One is that the HIV epidemic in Ghana, or at least these parts of Ghana, has matured and that the incidence in the area is simply on the decline.
Another is that the high rate of pregnancy (LINK) (about four times as common as HIV seroconversion in this study) decreased the likelihood of the study to reach a result, because the women who were most likely to become infected simply became pregnant first, and then either dropped out of the study or changed their sexual risk taking behaviour for the sake of the pregnancy.
A final possibility (that might be even more problematic for the conduct of these studies) is that simply participating in an ethical patient-centred prevention trial reduces the risk of HIV acquisition dramatically.

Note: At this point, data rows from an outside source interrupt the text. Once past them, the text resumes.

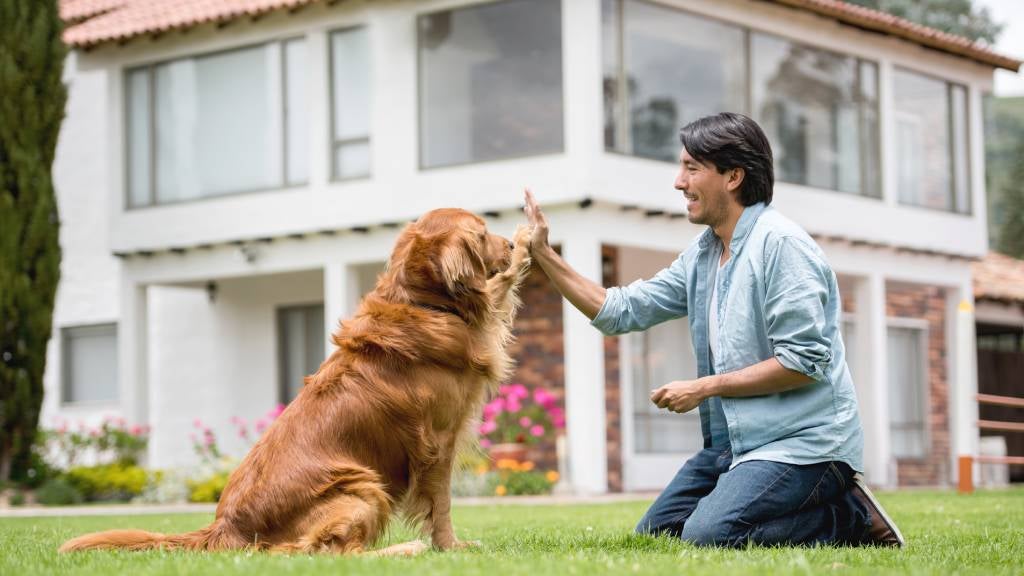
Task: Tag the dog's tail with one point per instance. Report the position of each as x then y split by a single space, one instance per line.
204 539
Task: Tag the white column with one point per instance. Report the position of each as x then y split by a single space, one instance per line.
581 81
336 298
963 358
588 461
871 373
133 352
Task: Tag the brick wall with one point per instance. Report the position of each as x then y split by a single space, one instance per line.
539 348
612 405
929 303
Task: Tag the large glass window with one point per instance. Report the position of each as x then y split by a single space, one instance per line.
350 103
907 392
664 69
301 343
931 133
217 124
491 82
90 364
658 356
819 111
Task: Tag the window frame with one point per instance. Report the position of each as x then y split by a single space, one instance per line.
334 144
922 327
65 392
951 153
280 313
150 68
420 129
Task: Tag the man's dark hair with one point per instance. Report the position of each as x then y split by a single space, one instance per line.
732 140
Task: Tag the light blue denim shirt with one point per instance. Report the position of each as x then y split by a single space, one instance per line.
777 298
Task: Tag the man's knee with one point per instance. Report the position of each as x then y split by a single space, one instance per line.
701 531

It's important to remember that these women get the best available safer sex counselling and support, which is reinforced with every clinic visit. The stress of being repeatedly tested for HIV may be a fairly effective motivator to reduce one’s risk taking behaviour. And when is a placebo not a placebo? Answer #1: when it is a condom (at least in microbicide studies).
“For ethical reasons we have to promote condom use within the trial. In my 35 years of experience working with clinical trials, I’ve never been in such a difficult situation were you have to promote another treatment that will work as good, and probably better, than the product you are testing,” said Dr Johansson.

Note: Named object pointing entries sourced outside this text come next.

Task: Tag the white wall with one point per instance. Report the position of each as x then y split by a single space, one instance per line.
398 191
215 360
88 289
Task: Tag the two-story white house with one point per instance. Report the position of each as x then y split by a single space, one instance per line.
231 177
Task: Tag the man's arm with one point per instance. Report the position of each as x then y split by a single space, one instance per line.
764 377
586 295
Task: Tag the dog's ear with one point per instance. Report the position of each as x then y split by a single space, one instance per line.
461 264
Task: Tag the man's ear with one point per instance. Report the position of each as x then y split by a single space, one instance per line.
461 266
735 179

In fact, self-reported condom use has increased significantly in several of the microbicide studies. For example, in Savvy Nigeria, participants reported that condoms were used for 66% of their last sex acts. After follow-up, however, participants reported that they now used condoms for 88% of their sex acts within the last seven days (gel use, however, was not as high). In the CS #2 study, self-reported condom use during the last week went up from 58% at screening, to 90% at follow-up.
There is also another answer, for "when a placebo is not a placebo?" When you receive free medical treatment to which you previously didn’t have access, including treatment of sexually transmitted infections (STIs). Treatment of STIs directly impacts the likelihood of HIV acquisition. (LINK).
If simply conducting a good HIV prevention study dramatically lowers HIV incidence, it would be a happy outcome for the trial participants, but many of these studies could find that they are underpowered.
Adjusting sample size on the fly
Probably due to the Savvy Ghana experience, several of the ongoing clinical efficacy trials are keeping a closer eye on HIV incidence rates to see whether they may need to increase the sample sizes.
According to Dr Lut Van Damme, who reported on CS #1, the study will have an interim meeting after approximately 33 seroconversions because of concern that there could be a lower than expected HIV incidence. “It is still too early at this point to say... but we are monitoring the seroconversions very closely and in our interim analysis, we will look at sample size reassessment and decide whether we need a bigger trial or not,” she said.
A number of studies are adopting this approach.
HPTN 035, on the other hand, will have no interim efficacy analysis but will simply continue until 192 HIV infections are observed. However, the observed HIV incidence rates are being monitored independently to make sure the sample size is adequate.
Ampofo W et al. Randomized controlled trial of SAVVY and HIV in Ghana: operational challenges of the Accra site. Microbicides 2006 Conference, Cape Town, abstract AB4, 2006.